New Delhi: The Drugs Controller General of India (DCGI) has given its approval to Russia’s single-dose COVID-19 vaccine Sputnik Light to conduct the bridging trials in India. Testing for Sputnik Light’s phase-3 trials will now begin in India soon as the first tranche has been sent for quality and safety validation.
The batch manufactured by Panacea Biotec has been sent for the checks after which the doses can be safely administered to the trial participants, reported News18 citing sources.
“While samples of Sputnik Light, manufactured by domestic pharma company Panacea Biotec, have already been sent for quality, safety checks at the Central Drugs Laboratory in Kasauli, the hospitals have also been reached for setting the trial sites,” a senior government official reportedly said.

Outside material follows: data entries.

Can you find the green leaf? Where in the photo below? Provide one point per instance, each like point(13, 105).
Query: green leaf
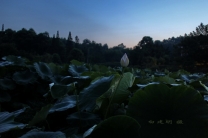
point(64, 104)
point(4, 96)
point(7, 84)
point(76, 71)
point(192, 77)
point(24, 77)
point(88, 96)
point(7, 121)
point(165, 79)
point(40, 134)
point(58, 91)
point(15, 60)
point(83, 119)
point(77, 63)
point(41, 115)
point(43, 70)
point(117, 127)
point(158, 104)
point(120, 88)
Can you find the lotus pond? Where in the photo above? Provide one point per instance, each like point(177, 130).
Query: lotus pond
point(92, 101)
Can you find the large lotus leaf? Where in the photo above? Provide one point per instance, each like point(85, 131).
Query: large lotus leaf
point(76, 71)
point(192, 77)
point(64, 80)
point(77, 63)
point(40, 115)
point(88, 132)
point(179, 111)
point(120, 126)
point(5, 63)
point(64, 104)
point(83, 119)
point(165, 79)
point(7, 84)
point(119, 89)
point(87, 97)
point(55, 69)
point(4, 96)
point(24, 77)
point(145, 85)
point(43, 70)
point(41, 134)
point(7, 121)
point(16, 60)
point(58, 91)
point(177, 75)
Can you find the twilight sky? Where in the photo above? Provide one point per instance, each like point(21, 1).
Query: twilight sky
point(106, 21)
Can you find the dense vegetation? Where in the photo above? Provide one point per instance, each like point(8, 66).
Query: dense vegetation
point(79, 100)
point(188, 51)
point(59, 91)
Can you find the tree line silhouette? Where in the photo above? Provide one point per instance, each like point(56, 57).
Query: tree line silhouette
point(186, 51)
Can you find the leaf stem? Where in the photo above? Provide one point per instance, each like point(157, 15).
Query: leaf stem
point(114, 92)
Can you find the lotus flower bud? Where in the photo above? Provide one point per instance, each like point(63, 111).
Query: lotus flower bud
point(124, 61)
point(50, 85)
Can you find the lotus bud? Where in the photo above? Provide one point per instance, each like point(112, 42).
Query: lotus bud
point(124, 61)
point(50, 85)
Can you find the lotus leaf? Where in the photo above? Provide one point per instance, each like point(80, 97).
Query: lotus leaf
point(24, 77)
point(64, 104)
point(7, 121)
point(89, 95)
point(58, 91)
point(40, 134)
point(7, 84)
point(120, 126)
point(76, 71)
point(83, 119)
point(179, 111)
point(43, 70)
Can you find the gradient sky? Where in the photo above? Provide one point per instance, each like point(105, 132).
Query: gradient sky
point(106, 21)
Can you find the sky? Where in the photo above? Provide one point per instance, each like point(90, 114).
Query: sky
point(106, 21)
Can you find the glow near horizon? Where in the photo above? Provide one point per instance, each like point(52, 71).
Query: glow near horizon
point(110, 21)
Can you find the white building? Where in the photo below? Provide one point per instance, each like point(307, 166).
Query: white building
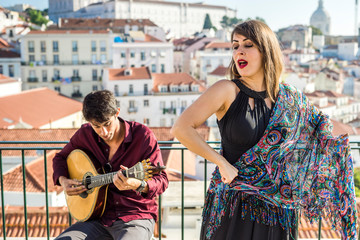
point(139, 50)
point(9, 86)
point(215, 54)
point(10, 63)
point(348, 50)
point(176, 18)
point(68, 61)
point(155, 99)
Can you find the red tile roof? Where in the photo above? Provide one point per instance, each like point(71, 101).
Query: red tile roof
point(34, 176)
point(135, 73)
point(219, 71)
point(36, 107)
point(219, 45)
point(174, 79)
point(60, 31)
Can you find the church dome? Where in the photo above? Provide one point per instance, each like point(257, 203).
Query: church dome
point(321, 19)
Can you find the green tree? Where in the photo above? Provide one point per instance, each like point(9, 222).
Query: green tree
point(207, 22)
point(36, 16)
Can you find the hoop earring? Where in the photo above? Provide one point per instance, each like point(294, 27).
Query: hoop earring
point(235, 73)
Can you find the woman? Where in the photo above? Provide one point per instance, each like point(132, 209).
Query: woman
point(270, 135)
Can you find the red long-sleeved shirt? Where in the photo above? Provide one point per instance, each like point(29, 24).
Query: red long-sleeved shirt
point(139, 144)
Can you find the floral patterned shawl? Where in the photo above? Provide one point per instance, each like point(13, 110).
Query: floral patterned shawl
point(296, 165)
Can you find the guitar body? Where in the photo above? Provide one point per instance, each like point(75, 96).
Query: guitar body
point(93, 205)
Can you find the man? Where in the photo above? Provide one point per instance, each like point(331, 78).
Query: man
point(115, 144)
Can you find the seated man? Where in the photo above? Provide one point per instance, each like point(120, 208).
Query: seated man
point(113, 143)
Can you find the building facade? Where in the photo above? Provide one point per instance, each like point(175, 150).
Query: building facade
point(176, 18)
point(68, 61)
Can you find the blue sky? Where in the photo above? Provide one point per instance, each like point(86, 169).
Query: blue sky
point(277, 13)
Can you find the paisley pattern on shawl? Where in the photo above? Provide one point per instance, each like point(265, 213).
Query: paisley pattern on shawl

The nod comes after a recent study published in the medical journal The Lancet said that Sputnik Light showed 78.6 to 83.7 per cent efficacy against Covid-19, significantly higher than most two-shot vaccines.
The Subject Expert Committee of the Central Drugs Standard Control Organisation (CDSCO) in July had refused to grant emergency-use authorisation to Sputnik-Light, ruling out the need for the conduct of the phase III trial of the Russian vaccine in the country.
The committee had noted that Sputnik Light was the same as component-1 of Sputnik V and its safety and immunogenicity data in the Indian population was already generated in a trial.
The study was conducted on at least 40,000 elderly people in Argentina. Sputnik Light also reduced hospitalizations among the target population at 82.1-87.6 per cent, the study said.
The Russian Direct Investment Fund (RDIF) last year partnered with Dr Reddy’s Laboratories to conduct the phase III trials of Sputnik V vaccine in India. In April, Sputnik V received an emergency use authorisation in India. Reddy’s administered the first dose of the vaccine in Hyderabad under a limited pilot on May 14.
Sputnik Light is the first component (recombinant human adenovirus serotype number 26 (rAd26)) of Sputnik V the world’s first registered vaccine against coronavirus.